Produzido por Darren Aronofsky no seu filme anterior (a curta-metragem “The Vandal”, de 2021), o americano Eddie Alcazar parece estar a tentar emular espectros estéticos de “Pi” (1998), um dos marcos de seu antigo colega como realizador, no empenho em oferecer algo de novo, em termos formais, à ficção científica em “Divinity”. Apesar da exuberância visual de sua plasticidade em branco e preto, confirmando o apuro de Alcazar para a fotografia preto e branco, o novo exercício autoral desse cineasta pelo terreno do descontrole (o seu tema por excelência) acaba soterrado por uma estetização ambiciosa, mas mal escarada seja em conceito, seja em retidão. Ou seja, toda a experiência para disfarçar o facto de ele estar a fazer uma cópia de “Duna” tropeça num excesso de cortes rápidos, tremulação de planos desfocados, justaposição e todo o tipo de aeróbica de câmara possível. É virtuoso, mas é vazio. O que fica é apenas uma (boa) aventura, cheia de tensão – nisso, Alcazar é muito competente, ou seja, em eletrizar – só que prejudicada por uma roupagem vanguardista inadequada para a sua silhueta pop.
A presença de Steven Soderbergh como produtor garantiu a “Divinity” alguma notoriedade na seleção de festivais internacionais, como Sundance, e trouxe para o elenco um dos atores mais recorrentes do cineasta por trás de “Sexo, mentiras e vídeo” (Palma de Ouro de 1989): o sempre eficaz Scott Bakula. Mas é Stephen Dorff, com o seu carisma de bad boy, quem rouba cada filigrana de atenção que a longa-metragem consegue despertar.

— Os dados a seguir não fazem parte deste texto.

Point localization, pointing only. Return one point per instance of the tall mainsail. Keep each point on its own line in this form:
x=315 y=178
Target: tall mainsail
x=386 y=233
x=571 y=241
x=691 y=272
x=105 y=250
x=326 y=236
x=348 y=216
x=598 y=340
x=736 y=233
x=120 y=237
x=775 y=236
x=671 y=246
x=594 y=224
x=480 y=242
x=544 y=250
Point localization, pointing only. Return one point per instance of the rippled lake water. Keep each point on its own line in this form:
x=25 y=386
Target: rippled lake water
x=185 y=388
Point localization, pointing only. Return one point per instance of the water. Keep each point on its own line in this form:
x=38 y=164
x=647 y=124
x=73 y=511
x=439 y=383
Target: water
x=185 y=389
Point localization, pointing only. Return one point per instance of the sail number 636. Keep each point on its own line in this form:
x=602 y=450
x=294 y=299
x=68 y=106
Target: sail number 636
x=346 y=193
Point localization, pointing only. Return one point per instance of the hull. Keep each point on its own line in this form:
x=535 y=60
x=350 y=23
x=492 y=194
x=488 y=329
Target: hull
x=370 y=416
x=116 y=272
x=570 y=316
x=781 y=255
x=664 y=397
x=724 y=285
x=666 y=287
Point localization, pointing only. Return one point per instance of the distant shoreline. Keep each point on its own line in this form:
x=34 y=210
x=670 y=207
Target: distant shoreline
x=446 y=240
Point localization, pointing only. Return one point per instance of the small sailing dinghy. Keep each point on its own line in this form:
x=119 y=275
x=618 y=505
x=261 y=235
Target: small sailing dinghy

Na trama, estamos em um mundo de cronologia não definível onde o cientista Sterling Pierce (Bakula) dedicou a sua vida à busca da imortalidade, criando um soro inovador chamado Divindade, capaz de refinar as habilidades humanas e estender a nossa durabilidade. Parece um pouco “Zardoz” (1974), de John Boorman, mas com figurinos de menor teor kitsch. Nesse universo o seu filho de Pierce, o excêntrico Jaxxon (Dorff, impecável), controla e fabrica agora o sonho outrora benévolo do pai. A sociedade deste planeta estéril foi totalmente pervertida pela supremacia da droga, cujas verdadeiras origens estão envoltas em mistério. Dois irmãos misteriosos chegam com um plano para raptar o magnata e, com a ajuda de uma mulher sedutora chamada Nikita (Karrueche Tran), serão colocados num caminho que os levará à verdadeira imortalidade.
Tudo o que você verá em cena lembra a literatura de Frank Herbert, seja na versão que David Lynch deu a “Dune”, em 1984, seja na adaptação recente (e incompleta) de Denis Villeneuve, iniciada em 2021. Tudo parece genérico, menos Dorff.